So the ragged, grey-and-black vulture sits hulked, motionless, like a hoary, foul piece of living rock, its naked head and neck sunk in, only the curved beak protruding, the naked eyelids lowered. Motionless, beyond life, it sits on the sterile heights.
It does not sleep, it stays utterly static. When it spreads its great wings and floats down the air, still it is static, still this is the sleep, a dream-floating. When it rips up carrion and swallows it, it is still the same dream-motion, static, beyond the inglutination. The naked, obscene head is always fast locked, like stone.
It is this naked, obscene head of a bird, sleep-locked, a petrified knot of sleep, that I cannot bear to think of. When I think of it, I neither live nor die, I am petrified into foulness. The knot of volition, the will knotted upon a perpetuated moment, will not now be unloosed for ever. It will remain hoary, unchanging, timeless. Till it disappears, suddenly. Amid all the flux of time, of the two eternities, this head remains unbroken in a cold, rivetted sleep. But one day it will be broken.
I am set utterly against this small, naked, stone-clinched head, it is a foul vision I want to wipe away. But I am set utterly also against the loathsome, cringing, imprisoned loins of the hyæna, that cringe down the hind legs of the beast with their static weight. Again the static will has knotted into rivetted, endless nullity, but here upon the loins. In the vulture, the head is turned to stone, the fire is in the talons and the beak. In the hoary, glassy hyæna, the loins are turned to stone, heavy, sinking down to earth, almost dragged along, the fire is in the white eyes, and in the fangs.
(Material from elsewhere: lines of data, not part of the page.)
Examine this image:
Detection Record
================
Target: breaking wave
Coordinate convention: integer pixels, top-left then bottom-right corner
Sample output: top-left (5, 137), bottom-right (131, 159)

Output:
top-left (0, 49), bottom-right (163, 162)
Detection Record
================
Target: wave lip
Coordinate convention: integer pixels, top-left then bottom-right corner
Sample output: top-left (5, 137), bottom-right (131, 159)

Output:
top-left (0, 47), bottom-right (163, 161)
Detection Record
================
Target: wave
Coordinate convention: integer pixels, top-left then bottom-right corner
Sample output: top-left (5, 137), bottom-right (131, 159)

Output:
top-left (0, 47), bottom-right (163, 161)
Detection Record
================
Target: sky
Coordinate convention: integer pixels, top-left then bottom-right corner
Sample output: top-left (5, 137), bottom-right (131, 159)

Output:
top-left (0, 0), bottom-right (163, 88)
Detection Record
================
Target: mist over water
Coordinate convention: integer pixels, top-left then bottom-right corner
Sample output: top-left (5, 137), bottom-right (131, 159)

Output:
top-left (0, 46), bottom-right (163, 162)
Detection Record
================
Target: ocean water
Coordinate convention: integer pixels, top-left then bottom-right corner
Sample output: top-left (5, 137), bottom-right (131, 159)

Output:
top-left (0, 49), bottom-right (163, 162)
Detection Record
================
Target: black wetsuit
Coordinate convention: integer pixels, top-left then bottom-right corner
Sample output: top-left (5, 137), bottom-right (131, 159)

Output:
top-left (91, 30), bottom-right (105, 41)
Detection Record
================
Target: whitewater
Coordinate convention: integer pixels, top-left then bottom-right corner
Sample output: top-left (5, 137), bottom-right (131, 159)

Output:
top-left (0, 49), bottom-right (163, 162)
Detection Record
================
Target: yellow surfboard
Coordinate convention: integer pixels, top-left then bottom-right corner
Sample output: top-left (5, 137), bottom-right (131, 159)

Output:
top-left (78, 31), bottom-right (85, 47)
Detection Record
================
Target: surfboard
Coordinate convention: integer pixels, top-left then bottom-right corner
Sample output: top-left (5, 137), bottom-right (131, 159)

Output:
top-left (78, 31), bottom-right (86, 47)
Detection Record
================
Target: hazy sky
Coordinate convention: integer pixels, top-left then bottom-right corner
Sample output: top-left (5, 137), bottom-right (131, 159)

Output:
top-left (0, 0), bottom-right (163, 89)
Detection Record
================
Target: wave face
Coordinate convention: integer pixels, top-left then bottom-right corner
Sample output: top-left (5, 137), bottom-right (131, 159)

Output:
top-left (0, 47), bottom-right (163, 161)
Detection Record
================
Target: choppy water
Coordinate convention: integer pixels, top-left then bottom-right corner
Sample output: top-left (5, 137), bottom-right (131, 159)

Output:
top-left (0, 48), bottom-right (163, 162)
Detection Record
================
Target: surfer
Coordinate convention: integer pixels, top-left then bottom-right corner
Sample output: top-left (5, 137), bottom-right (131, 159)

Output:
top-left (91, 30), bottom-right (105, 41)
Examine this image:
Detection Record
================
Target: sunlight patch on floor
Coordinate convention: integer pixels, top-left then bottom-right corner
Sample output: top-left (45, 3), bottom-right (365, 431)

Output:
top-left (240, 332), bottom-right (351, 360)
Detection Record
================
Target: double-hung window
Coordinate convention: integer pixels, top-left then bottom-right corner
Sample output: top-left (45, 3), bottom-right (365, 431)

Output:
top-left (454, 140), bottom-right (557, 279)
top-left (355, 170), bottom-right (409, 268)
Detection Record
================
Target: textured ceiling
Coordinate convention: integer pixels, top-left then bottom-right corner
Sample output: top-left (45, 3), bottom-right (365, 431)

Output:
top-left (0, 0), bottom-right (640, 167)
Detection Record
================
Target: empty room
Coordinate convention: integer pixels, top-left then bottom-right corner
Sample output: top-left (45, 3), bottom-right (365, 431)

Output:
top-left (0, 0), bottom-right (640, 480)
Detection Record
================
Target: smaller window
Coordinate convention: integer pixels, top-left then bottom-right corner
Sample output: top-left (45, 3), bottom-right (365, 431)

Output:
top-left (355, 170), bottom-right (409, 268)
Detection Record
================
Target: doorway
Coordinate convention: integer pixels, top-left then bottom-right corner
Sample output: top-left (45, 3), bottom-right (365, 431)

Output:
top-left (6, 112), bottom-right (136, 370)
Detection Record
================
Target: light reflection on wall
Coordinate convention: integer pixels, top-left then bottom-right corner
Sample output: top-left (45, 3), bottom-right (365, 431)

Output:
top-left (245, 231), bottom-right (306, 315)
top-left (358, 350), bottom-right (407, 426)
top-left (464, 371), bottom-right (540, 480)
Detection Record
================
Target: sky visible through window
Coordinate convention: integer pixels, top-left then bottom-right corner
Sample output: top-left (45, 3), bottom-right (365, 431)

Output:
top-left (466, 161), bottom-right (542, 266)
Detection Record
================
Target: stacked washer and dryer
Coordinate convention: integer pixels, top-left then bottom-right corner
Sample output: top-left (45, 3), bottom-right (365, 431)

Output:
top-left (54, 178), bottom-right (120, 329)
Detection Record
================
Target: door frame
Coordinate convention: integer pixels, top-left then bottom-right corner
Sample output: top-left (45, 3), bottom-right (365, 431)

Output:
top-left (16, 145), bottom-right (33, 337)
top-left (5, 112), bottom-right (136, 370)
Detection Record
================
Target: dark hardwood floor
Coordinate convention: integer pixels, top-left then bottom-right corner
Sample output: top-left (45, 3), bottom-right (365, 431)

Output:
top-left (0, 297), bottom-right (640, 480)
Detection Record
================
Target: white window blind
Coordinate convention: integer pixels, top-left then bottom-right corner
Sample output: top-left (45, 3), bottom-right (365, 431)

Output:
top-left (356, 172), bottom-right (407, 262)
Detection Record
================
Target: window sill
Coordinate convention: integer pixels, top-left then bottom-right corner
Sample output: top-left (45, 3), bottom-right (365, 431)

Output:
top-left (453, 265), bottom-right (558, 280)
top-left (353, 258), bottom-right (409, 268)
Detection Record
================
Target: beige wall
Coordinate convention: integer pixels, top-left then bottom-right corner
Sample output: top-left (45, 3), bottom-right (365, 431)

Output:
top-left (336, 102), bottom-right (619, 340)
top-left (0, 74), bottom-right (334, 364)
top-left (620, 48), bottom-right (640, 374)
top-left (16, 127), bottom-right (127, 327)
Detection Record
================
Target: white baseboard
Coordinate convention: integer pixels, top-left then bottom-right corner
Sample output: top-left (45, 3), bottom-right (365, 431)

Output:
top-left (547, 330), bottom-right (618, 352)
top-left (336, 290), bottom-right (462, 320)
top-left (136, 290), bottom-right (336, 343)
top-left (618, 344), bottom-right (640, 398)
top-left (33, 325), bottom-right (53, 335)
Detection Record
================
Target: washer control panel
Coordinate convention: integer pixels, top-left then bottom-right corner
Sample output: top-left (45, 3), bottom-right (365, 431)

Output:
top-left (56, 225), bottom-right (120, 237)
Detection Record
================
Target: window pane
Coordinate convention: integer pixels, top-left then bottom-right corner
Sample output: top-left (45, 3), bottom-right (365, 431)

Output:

The hyæna can scarcely see and hear the living world; it draws back on to the stony fixity of its own loins, draws back upon its own nullity, sightless save for carrion. The vulture can neither see nor hear the living world, it is one supreme glance, the glance in search of carrion, its own absolute quenching, beyond which is nothing.
This is the end, and beyond the end. This is beyond the beginning and the end. Here the beginning and the end are revoked. The vulture, revoking the end, the end petrified upon the beginning, is a nullity. The hyæna, the beginning petrified beneath the end, is a nullity. This is beyond the beginning and the end, this is aristocracy gone beyond aristocracy, the I gone beyond the I; the other is democracy gone beyond democracy, the not-me surpassed upon itself.
This is the changelessness of the kingdoms of the earth, null, unthinkable.
This is the last state into which man may fall, in the triumph of will and the triumph of inertia, the state of the animated sepulchre.
VI
TO BE, AND TO BE DIFFERENT
EHIND me there is time stretching back for ever, on to the unthinkable beginnings, infinitely. And this is eternity. Ahead of me, where I do not know, there is time stretching on infinitely, to eternity. These are the two eternities.